I know from personal experience with the Joplin tornado, what the people of Moore are going through today is almost unbearable. 
They will see things no human being should ever have to see, feel pain that no human should have to endure. You wonder where you will find the strength to move forward, but somehow you do because you have no choice.
I believe these things happen for a reason and I have seen they do make us stronger.
I hope this doesn't come across as just a bunch of senseless rambling as I am just writing what I am feeling at the moment. Maybe it is having more of an impact because of the events in my town 2 years ago. It's like reliving it all over again only in a different town. The pictures are eerily similair, the flood of emotions similair as well, even though I know none of the people this time. 
I just want to hope that they will find the strength to carry on, know that we all share their pain, and that help is on the way. People WILL come and offer support [emotional and physical], assistance, love, and a shoulder to cry on. You are not alone Moore, Oklahoma....be strong!

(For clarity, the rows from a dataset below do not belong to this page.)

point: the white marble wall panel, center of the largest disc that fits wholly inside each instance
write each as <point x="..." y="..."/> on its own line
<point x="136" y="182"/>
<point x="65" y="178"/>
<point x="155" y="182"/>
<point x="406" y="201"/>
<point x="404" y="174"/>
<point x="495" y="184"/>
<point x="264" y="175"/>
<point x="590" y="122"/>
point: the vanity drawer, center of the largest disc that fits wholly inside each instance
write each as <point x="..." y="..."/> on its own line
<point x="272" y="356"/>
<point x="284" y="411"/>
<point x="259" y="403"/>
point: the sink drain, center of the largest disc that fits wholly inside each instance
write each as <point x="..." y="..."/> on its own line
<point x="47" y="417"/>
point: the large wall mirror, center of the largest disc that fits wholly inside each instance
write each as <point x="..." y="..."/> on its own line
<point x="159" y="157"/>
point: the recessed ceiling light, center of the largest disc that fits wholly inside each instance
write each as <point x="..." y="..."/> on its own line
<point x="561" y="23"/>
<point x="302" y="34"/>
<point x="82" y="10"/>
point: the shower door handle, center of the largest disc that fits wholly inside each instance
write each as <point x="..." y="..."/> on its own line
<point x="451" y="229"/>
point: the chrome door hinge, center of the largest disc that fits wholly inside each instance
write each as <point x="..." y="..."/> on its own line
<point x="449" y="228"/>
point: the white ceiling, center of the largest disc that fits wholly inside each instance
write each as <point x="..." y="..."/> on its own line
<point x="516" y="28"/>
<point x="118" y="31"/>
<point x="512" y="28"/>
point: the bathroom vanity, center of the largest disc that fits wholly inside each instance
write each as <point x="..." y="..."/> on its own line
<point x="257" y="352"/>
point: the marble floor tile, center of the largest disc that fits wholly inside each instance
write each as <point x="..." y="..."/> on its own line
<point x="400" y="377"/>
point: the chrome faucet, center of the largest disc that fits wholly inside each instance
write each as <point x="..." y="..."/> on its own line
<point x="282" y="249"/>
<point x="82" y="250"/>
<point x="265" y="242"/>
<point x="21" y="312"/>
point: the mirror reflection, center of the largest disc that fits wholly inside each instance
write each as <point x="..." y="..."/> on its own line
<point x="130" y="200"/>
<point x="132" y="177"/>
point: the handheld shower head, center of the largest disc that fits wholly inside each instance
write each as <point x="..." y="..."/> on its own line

P.S. Have been watching the radar most of the day and unfortunately the severe weather is not quite over yet. Everyone......be safe!!!


----------



## Trickyroo (Sep 26, 2012)

I know , its unfathomable ! I took a nap earlier today because of watching all the news i just got overwhelmed. I did nothing but dream about it. Its something that will never leave you.
If you dont talk about it , it can get worse . So , talk away , I will 
listen and offer my shoulder. Im out of tissues though.


----------



## animalfamily (Nov 23, 2012)

Thanks Tricky, you're awesome [as usual]!! :hug:
I just bought plenty TP so we're good!!

You know what they say: Sometimes you have to laugh to keep from crying!!!


----------



## Trickyroo (Sep 26, 2012)

Thanks , but no , im not awesome , I just cant let anybody cry alone:grouphug:


----------



## Trickyroo (Sep 26, 2012)

Good , im using one of my dogs now , he doesnt mind.


----------



## animalfamily (Nov 23, 2012)

Trickyroo said:


> Good , im using one of my dogs now , he doesnt mind.


...Thanks a needed that!!!:ROFL: except for the fact that I just made a mess on my computer screen....*soggy laughter*


----------